The key point is that the antiretroviral therapies being used today have completely changed what it means to live with HIV, but knowing your status and getting that treatment is critical. Disparities in access to health care continue to be an issue in advancing these goals, particularly among certain populations across the U.S., but Martin says no matter your work, housing or health insurance status, it’s important that you seek treatment. “HIV medical care is available to you, even if you are uninsured, underinsured and/or don’t have income,” Martin says. “There are programs to assist those who are undocumented (immigrants) as well.”

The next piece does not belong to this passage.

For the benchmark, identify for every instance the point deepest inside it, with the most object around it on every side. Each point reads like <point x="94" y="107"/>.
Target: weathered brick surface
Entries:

Seeking help, especially if you’re struggling with the psychological effects of HIV, is critical both to your own survival and your chances of infecting others. Martin says that many treatment teams understand that “sometimes factors such as housing and/or financial instability, untreated behavioral health concerns, substance abuse disorders and so on may also impact a person’s willingness to seek out or remain in medical care.” Treatment teams typically are compassionate and caring and will go out of their way to remove “barriers to address these needs as well.”

Aging With HIV

HIV.gov notes that “at the start of the epidemic more than 30 years ago, people who were diagnosed with HIV or AIDS could expect to live only 1-2 years after that diagnosis. This meant that the issues of aging were not a major focus for people with HIV disease.”

However, huge advances in the treatment of HIV mean that many more people with the disease are living much, much longer — long enough, in fact, to encounter some of the same chronic diseases of aging that people without HIV typically face later in life. The CDC reports that 25% of all Americans living with HIV are aged 55 or older.

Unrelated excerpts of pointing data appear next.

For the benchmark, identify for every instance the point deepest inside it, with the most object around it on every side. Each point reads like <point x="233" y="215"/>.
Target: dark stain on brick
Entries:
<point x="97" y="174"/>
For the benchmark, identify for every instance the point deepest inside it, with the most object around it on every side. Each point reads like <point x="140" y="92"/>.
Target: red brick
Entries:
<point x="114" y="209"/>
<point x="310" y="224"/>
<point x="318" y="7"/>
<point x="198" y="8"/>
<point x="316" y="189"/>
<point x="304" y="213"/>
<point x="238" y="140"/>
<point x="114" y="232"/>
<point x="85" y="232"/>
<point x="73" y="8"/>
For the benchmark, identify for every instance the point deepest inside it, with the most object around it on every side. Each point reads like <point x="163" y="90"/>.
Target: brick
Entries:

Malvestutto notes that there are still some unknowns about how people age with the disease. “Very soon we’re going to be at the point where more than half of our patient population is over the age of 50. There are some long-term complications related to living with HIV, even with completely suppressed virus.” These complications include a higher risk of:

Cardiovascular disease and heart attack.

Lung disease.

Cancers.

Stroke.

Liver disease.

Neurocognitive decline, including deficits in attention, motor skills, language, memory and other cognitive functions.

— Frailty.

Diabetes.

It’s believed that the virus causes increased inflammation throughout the body even when it’s suppressed. Excess inflammation is a key component in the development of many chronic diseases. More research is needed to unlock the mystery of how HIV affects the body over time, but Malvestutto says “we’re working to reduce the rate of these complications so people can live not just longer but healthier lives.”